"A volte hai solo bisogno che qualcuno ti dica che non sei così terribile come pensi"
( Charles Bukowski )Quando avevo dodici anni sognavo una casa al mare.
Ho sempre amato il freddo della Russia e la neve, ma il fatto che ci fossero persone che vivevano la propria vita in acqua, al caldo, mi ha sempre resa invidiosa.

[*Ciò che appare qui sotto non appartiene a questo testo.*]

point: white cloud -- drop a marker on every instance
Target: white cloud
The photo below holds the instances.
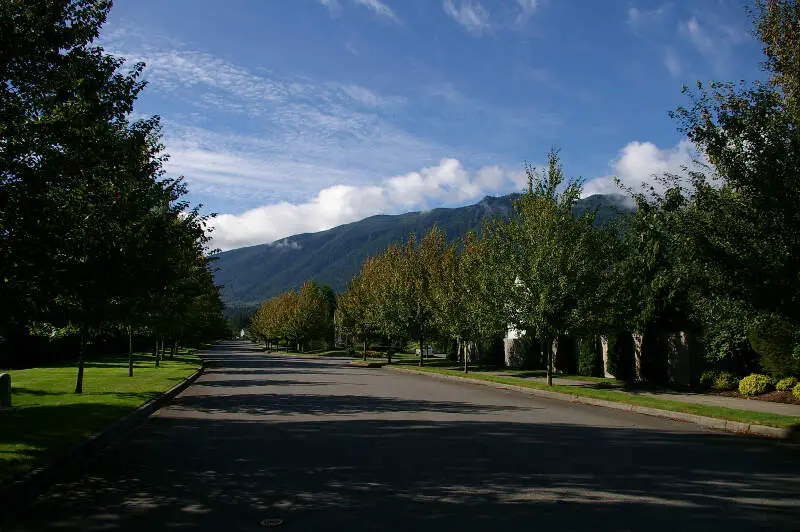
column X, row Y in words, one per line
column 526, row 9
column 672, row 62
column 639, row 163
column 376, row 6
column 640, row 19
column 469, row 13
column 699, row 37
column 447, row 181
column 379, row 8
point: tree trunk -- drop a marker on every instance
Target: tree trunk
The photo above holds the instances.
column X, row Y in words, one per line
column 637, row 355
column 81, row 356
column 130, row 351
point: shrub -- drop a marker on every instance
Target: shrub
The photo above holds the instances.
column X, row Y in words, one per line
column 725, row 381
column 775, row 341
column 707, row 378
column 754, row 384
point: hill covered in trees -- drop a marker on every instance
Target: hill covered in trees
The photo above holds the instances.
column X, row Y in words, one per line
column 252, row 274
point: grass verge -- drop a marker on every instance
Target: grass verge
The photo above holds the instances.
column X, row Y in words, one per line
column 47, row 417
column 732, row 414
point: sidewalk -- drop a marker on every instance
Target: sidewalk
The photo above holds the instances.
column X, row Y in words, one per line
column 753, row 405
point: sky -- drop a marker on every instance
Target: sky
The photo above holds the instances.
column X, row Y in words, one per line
column 294, row 116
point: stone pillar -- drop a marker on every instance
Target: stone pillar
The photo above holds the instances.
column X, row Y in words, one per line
column 554, row 354
column 637, row 355
column 513, row 351
column 5, row 390
column 678, row 358
column 471, row 352
column 604, row 347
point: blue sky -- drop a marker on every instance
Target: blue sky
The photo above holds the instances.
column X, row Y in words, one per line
column 288, row 116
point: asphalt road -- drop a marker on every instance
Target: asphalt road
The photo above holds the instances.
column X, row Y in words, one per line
column 321, row 445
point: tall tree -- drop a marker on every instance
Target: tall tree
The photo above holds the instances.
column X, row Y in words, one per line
column 743, row 220
column 557, row 258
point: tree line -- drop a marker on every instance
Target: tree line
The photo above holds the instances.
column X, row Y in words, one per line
column 713, row 253
column 296, row 317
column 96, row 241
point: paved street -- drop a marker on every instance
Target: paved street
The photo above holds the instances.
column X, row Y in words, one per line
column 325, row 446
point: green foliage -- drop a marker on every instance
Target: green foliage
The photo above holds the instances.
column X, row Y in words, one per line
column 558, row 260
column 786, row 385
column 590, row 361
column 252, row 274
column 298, row 316
column 754, row 384
column 775, row 341
column 719, row 380
column 725, row 381
column 93, row 235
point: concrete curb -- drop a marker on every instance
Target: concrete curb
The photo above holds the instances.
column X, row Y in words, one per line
column 789, row 434
column 22, row 492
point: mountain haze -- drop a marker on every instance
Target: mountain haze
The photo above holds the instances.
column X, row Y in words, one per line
column 252, row 274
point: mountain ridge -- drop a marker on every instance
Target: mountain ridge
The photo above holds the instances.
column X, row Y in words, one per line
column 251, row 274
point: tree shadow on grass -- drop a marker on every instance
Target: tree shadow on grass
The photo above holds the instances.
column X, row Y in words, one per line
column 428, row 475
column 40, row 432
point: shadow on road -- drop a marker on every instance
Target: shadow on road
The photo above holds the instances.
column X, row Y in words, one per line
column 400, row 475
column 417, row 475
column 317, row 404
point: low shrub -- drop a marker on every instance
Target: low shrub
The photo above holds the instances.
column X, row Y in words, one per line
column 725, row 381
column 754, row 384
column 786, row 385
column 707, row 378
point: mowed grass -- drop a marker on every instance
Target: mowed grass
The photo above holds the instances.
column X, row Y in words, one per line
column 743, row 416
column 47, row 417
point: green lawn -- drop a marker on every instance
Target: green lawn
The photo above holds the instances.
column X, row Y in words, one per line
column 731, row 414
column 47, row 417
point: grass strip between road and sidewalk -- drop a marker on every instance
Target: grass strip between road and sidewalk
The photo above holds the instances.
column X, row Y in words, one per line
column 47, row 418
column 720, row 412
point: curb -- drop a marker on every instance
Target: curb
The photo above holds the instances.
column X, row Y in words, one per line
column 735, row 427
column 22, row 492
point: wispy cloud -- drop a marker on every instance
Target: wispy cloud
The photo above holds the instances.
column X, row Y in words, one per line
column 376, row 6
column 639, row 164
column 477, row 19
column 379, row 8
column 339, row 204
column 526, row 9
column 469, row 13
column 714, row 38
column 641, row 19
column 672, row 62
column 698, row 35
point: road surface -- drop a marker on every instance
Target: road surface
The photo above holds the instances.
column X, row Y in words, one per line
column 319, row 445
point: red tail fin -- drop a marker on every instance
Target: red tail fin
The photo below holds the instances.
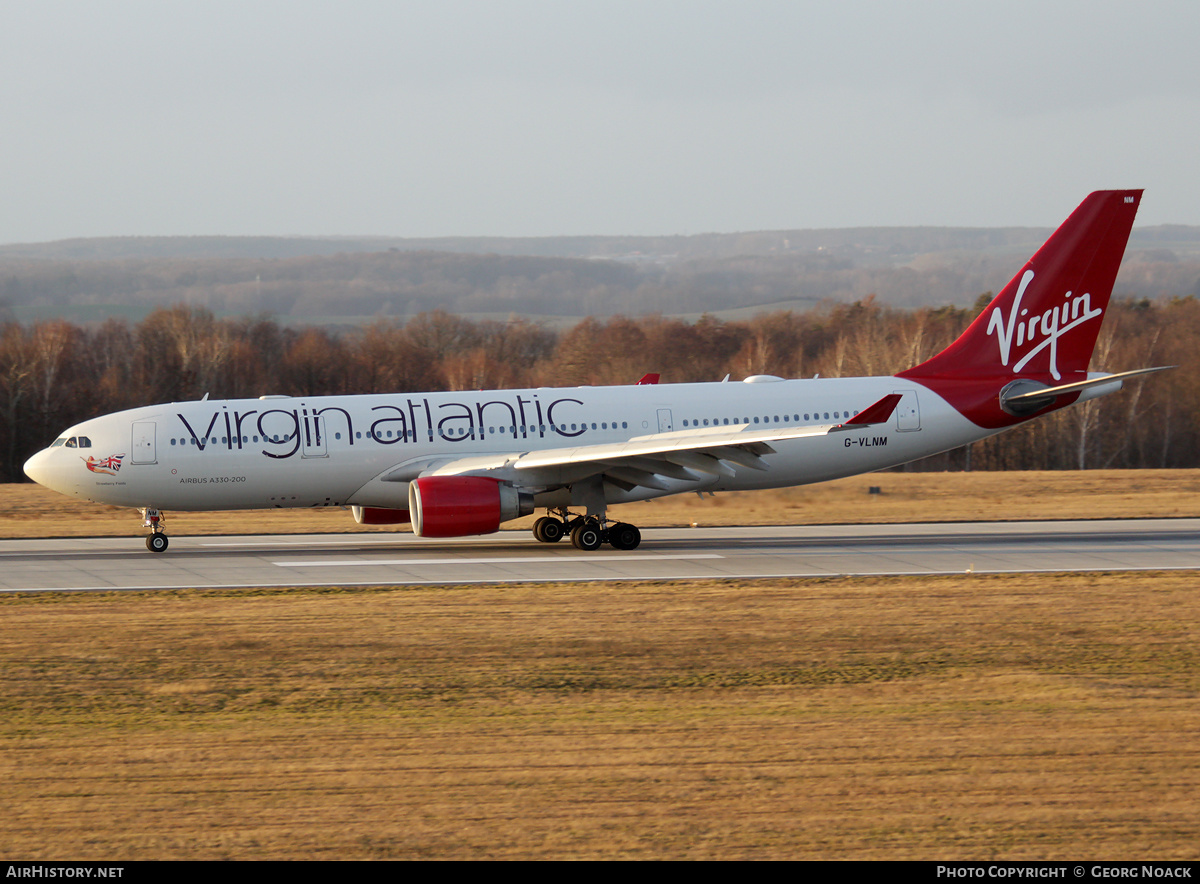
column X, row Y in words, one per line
column 1044, row 323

Desideravo con tutta me stessa di poter vivere in una di quelle case bianche sulle rive di qualche oceano come si vede sempre nelle serie tv. Sognavo di camminare scalza tra sabbia e acque salate.
Mi ci immaginavo sempre con mio fratello Ermak, non con i miei genitori. Già allora sapevo che non sarebbero sopravvissuti così tanto.
Ma quel sogno mi teneva viva.
Andavo a letto con la speranza che un giorno Ermak ed io saremmo scappati dalla Russia, da chi imponeva ai miei genitori di star via così tanto tempo. Sognavo di poter vivere una vita normale, con un loro ricordo bello e non legato alla Sebak.
Non sapevo che era da loro da cui dovevo scappare.
Ho trascorso anni della mia vita desiderano semplicemente di vivere in una casa bianca, al mare... adesso desidero solo di vivere.
Non so cos'è cambiato, ma ho sprecato troppo tempo. Ho sprecato troppo, davvero troppo tempo ad autocommiserarmi, adesso devo reagire.
"Ti fanno male?" Hiram è disteso accanto a me, uno di fronte all'altro, occhi negli occhi.
Con la mano destra passa con estrema dolcezza le sue dita sui tagli che mi circondano il viso.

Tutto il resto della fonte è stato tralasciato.